Reddit Sentiment Analysis with RoBERTa

End-to-end NLP pipeline that classifies sentiment of 563 real Reddit posts using a pre-trained RoBERTa transformer. Covers e-commerce, Korean tech, logistics, supply chain, and investing discussions — directly relevant to data science and SCM roles.

Tech Stack

Model: cardiffnlp/twitter-roberta-base-sentiment-latest (RoBERTa-base fine-tuned on 124M tweets)
Framework: PyTorch + Hugging Face Transformers
Data collection: Reddit public JSON API (no credentials) + PRAW (optional)
Analysis & Visualization: pandas, Plotly

Pipeline

Reddit JSON API (no auth required)
           ↓
  563 real posts across 7 subreddits
           ↓
  Text Preprocessing   ← strip markdown, URLs, user mentions
           ↓
  RoBERTa Inference    ← Positive / Neutral / Negative + confidence score
           ↓
  Analysis & Plots     ← distribution, subreddit comparison, trends, keywords

Project Structure

.
├── reddit_sentiment_roberta.ipynb   # Main analysis notebook
├── collect_data.py                  # Data collection (JSON API + PRAW)
├── data/
│   ├── real_reddit_posts.csv       # 563 real posts with RoBERTa labels
│   └── sample_posts.csv            # 50-post fallback (offline use)
├── images/
│   ├── sentiment_distribution.png   # Donut chart — overall sentiment
│   ├── sentiment_by_subreddit.png   # Stacked bar by subreddit
│   └── confidence_by_sentiment.png  # Box plot — model confidence
├── requirements.txt
└── README.md

Quick Start

pip install -r requirements.txt
jupyter notebook reddit_sentiment_roberta.ipynb

Runs on data/real_reddit_posts.csv — 563 actual Reddit posts already labeled by RoBERTa.

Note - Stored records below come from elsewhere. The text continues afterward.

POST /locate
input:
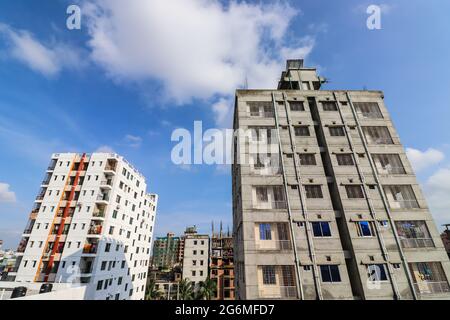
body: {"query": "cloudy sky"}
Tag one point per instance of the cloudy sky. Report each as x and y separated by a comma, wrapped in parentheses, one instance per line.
(134, 73)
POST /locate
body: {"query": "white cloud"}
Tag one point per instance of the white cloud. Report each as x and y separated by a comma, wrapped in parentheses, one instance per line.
(6, 195)
(132, 141)
(104, 149)
(223, 112)
(196, 48)
(424, 159)
(437, 190)
(48, 60)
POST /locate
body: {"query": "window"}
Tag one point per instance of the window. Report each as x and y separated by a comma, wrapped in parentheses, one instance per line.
(261, 109)
(414, 234)
(269, 275)
(307, 159)
(264, 231)
(401, 197)
(301, 131)
(261, 194)
(329, 106)
(345, 159)
(337, 131)
(99, 285)
(330, 273)
(296, 106)
(354, 191)
(388, 164)
(365, 229)
(368, 110)
(377, 135)
(377, 272)
(321, 229)
(313, 191)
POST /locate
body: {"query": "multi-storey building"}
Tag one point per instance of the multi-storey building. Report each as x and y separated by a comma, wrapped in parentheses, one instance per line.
(166, 251)
(331, 209)
(221, 268)
(446, 238)
(91, 224)
(195, 256)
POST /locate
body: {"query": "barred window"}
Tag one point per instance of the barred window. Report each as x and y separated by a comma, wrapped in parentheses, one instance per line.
(345, 159)
(377, 135)
(364, 229)
(307, 159)
(313, 191)
(329, 106)
(264, 231)
(301, 131)
(368, 110)
(354, 191)
(337, 131)
(296, 106)
(330, 273)
(321, 229)
(269, 275)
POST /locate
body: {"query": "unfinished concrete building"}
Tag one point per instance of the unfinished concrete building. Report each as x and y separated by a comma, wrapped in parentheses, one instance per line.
(331, 209)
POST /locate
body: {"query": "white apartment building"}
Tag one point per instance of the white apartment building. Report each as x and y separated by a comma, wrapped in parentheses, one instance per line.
(91, 225)
(195, 257)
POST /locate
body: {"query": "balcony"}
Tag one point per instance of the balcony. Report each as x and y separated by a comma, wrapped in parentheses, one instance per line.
(95, 229)
(103, 197)
(268, 245)
(432, 287)
(277, 292)
(90, 248)
(417, 242)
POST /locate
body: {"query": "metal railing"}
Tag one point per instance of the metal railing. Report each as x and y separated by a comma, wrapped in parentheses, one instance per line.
(417, 242)
(432, 287)
(404, 204)
(267, 245)
(278, 292)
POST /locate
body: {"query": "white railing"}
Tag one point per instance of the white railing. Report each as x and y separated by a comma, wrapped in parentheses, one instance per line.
(273, 245)
(277, 292)
(431, 287)
(416, 242)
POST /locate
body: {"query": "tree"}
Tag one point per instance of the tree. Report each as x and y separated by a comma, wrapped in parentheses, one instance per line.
(185, 290)
(152, 292)
(207, 289)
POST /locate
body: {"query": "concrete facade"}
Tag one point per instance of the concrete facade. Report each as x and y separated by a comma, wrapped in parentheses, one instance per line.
(337, 212)
(92, 223)
(195, 257)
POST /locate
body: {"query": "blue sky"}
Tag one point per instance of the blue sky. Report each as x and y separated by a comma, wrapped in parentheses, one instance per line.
(129, 77)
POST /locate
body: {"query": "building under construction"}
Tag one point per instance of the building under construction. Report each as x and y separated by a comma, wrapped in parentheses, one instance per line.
(222, 264)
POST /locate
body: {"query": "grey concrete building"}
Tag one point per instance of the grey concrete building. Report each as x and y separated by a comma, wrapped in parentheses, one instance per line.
(331, 209)
(195, 256)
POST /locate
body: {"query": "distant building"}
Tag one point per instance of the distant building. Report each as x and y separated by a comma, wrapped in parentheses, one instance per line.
(195, 256)
(166, 252)
(91, 225)
(446, 238)
(222, 264)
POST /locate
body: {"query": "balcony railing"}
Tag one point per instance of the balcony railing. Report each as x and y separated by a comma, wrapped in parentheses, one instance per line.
(277, 292)
(99, 214)
(102, 197)
(417, 242)
(106, 182)
(432, 287)
(90, 248)
(273, 245)
(97, 229)
(404, 204)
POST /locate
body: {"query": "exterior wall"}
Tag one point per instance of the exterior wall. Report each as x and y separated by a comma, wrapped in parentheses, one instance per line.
(196, 248)
(110, 230)
(345, 248)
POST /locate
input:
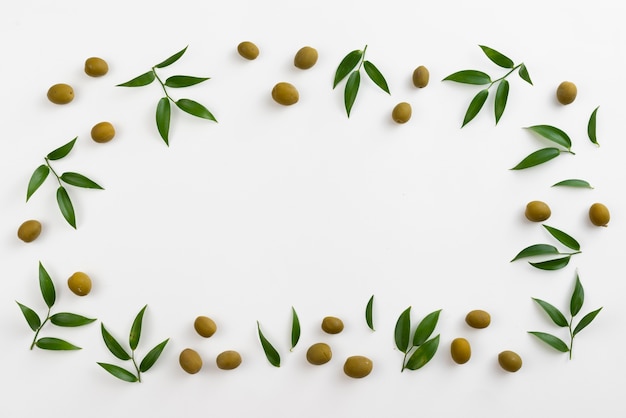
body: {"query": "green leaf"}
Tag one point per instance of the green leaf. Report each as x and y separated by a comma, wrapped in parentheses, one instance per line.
(270, 352)
(163, 116)
(195, 109)
(402, 331)
(347, 65)
(376, 76)
(574, 183)
(351, 90)
(46, 286)
(171, 60)
(62, 151)
(139, 81)
(369, 311)
(469, 77)
(39, 176)
(65, 204)
(563, 238)
(555, 264)
(586, 320)
(538, 157)
(553, 134)
(557, 317)
(551, 340)
(295, 328)
(475, 105)
(78, 180)
(152, 356)
(497, 58)
(119, 372)
(423, 354)
(135, 329)
(502, 95)
(425, 328)
(56, 344)
(536, 249)
(178, 81)
(523, 73)
(34, 322)
(591, 127)
(114, 347)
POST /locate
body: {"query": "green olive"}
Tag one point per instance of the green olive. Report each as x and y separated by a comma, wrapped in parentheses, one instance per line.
(61, 93)
(332, 325)
(357, 366)
(537, 211)
(460, 350)
(510, 361)
(29, 230)
(190, 361)
(96, 67)
(228, 360)
(319, 353)
(305, 58)
(478, 319)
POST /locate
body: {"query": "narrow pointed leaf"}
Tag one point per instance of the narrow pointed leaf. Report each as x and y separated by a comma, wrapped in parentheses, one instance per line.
(114, 347)
(423, 354)
(46, 286)
(563, 238)
(551, 340)
(62, 151)
(270, 352)
(538, 157)
(139, 81)
(586, 320)
(34, 322)
(152, 356)
(119, 372)
(497, 57)
(36, 180)
(402, 332)
(66, 207)
(469, 77)
(171, 60)
(56, 344)
(346, 65)
(475, 105)
(556, 315)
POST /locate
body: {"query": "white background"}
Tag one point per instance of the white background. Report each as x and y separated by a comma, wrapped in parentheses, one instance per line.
(275, 207)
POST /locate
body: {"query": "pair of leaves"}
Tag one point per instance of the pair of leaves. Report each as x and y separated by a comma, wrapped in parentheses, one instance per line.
(348, 68)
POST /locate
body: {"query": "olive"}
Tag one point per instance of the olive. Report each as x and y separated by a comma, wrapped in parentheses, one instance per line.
(102, 132)
(599, 214)
(460, 350)
(566, 92)
(319, 353)
(537, 211)
(29, 230)
(357, 366)
(401, 112)
(305, 58)
(79, 283)
(510, 361)
(421, 77)
(205, 326)
(96, 67)
(61, 93)
(190, 361)
(248, 50)
(228, 360)
(478, 319)
(332, 325)
(285, 94)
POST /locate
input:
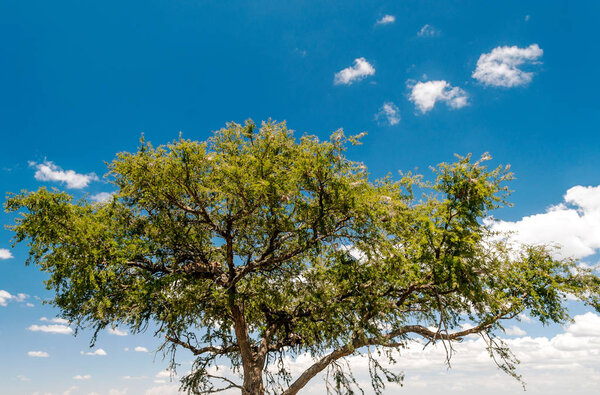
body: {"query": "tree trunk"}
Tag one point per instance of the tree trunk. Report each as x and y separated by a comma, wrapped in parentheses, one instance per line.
(253, 381)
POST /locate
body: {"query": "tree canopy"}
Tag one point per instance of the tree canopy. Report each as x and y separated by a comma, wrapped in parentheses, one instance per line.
(255, 245)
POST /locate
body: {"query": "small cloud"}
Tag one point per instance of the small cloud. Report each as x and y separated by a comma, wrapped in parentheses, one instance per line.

No API key needed to view analysis.

Re-collecting Fresh Data

# No credentials required (Reddit public JSON API)
python collect_data.py

# With PRAW (more posts, full search capability)
export REDDIT_CLIENT_ID=your_id
export REDDIT_CLIENT_SECRET=your_secret
python collect_data.py --praw

Analyses Included

Section	What it shows
Sentiment Distribution	Overall Positive / Neutral / Negative donut chart
By Subreddit	Stacked bar — which communities skew most positive/negative
Temporal Trend	Weekly sentiment counts + 7-post rolling mean score
Top Posts	Highest-upvoted posts per sentiment class
Confidence Analysis	Box plot — model certainty per class
Score vs Sentiment	Scatter — Reddit upvotes × confidence × comment volume
Keyword Analysis	Most frequent words per sentiment class

Results (563 real posts)

neutral  : 267 posts (47.4%)  avg confidence = 0.681
negative : 188 posts (33.4%)  avg confidence = 0.683
positive : 108 posts (19.2%)  avg confidence = 0.748

Overall sentiment score : -0.142 (slightly negative — realistic for complaint-heavy subs)
Most positive subreddit : r/supplychain
Most negative subreddit : r/ecommerce

Dataset

Subreddit	Posts	Topic
r/ecommerce	99	Online retail, platforms, fulfillment
r/investing	100	Markets, stocks, macro
r/MachineLearning	98	AI/ML research and industry
r/startups	100	Entrepreneurship, funding, growth
r/supplychain	74	Logistics, procurement, operations
r/korea	54	Korean society, economy, tech
r/logistics	38	Last-mile, warehousing, transport

Key Findings & Insights

r/ecommerce is the most negative subreddit (avg score −0.31), and the pattern is structurally expected rather than incidental. E-commerce communities are complaint-driven by nature: sellers discuss platform fee hikes, buyers vent about delivery failures, and fulfillment operators debate margin compression — all inherently negative framings. This finding suggests that negative sentiment in e-commerce forums is a baseline condition, not a signal of extraordinary distress, and that sentiment monitoring pipelines applied to this domain must be calibrated with a community-specific baseline rather than a universal threshold.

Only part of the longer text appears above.